Business improvement consulting firm Oliver Wight has launched a new executive guide for senior professionals to its Maturity Model.
Originally developed by Oliver Wight from a Harvard Business School study for the US Government in 1985, the Maturity Model is said to allow organisations to identify their real level of business maturity.
Oliver Wight partner Stuart Harman said: “Attempting to make gains, simply by introducing the latest on-trend initiative, is likely to end only in failure, disillusionment and significant cost. It is vital to make the right improvements at the right time, and in the right order.”
The maturity model characterises businesses as being in one of four key phases of maturity and determines what is required for the organisation to progress from one phase to the next.
“By pitching organisations in the correct phase, the senior executive can truly understand where the business sits, visualise the benefits a structured improvement program can bring, and propagate the journey to business excellence,” says Harman.

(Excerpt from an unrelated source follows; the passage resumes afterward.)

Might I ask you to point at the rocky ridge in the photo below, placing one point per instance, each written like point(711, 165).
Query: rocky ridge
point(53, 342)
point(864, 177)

Only a handful of organisations worldwide can truly describe themselves as phase four companies, whilst 85 to 90 per cent are in phase one or two. However, the transition from the bottom to the top of phase one can itself bring substantial performance gains, with organisations typically improving from around 70 per cent performance, up to 95.
“Only by accepting the reality of your level of maturity – and that improvement is a long-term journey, not a short-term initiative – can a business begin to prepare itself for the performance levels it aspires to. It then becomes a matter of sequencing the appropriate steps for the improvement journey – once you know where you are and where you want to be, the next step is to understand how to get there,” concluded Mr Harman.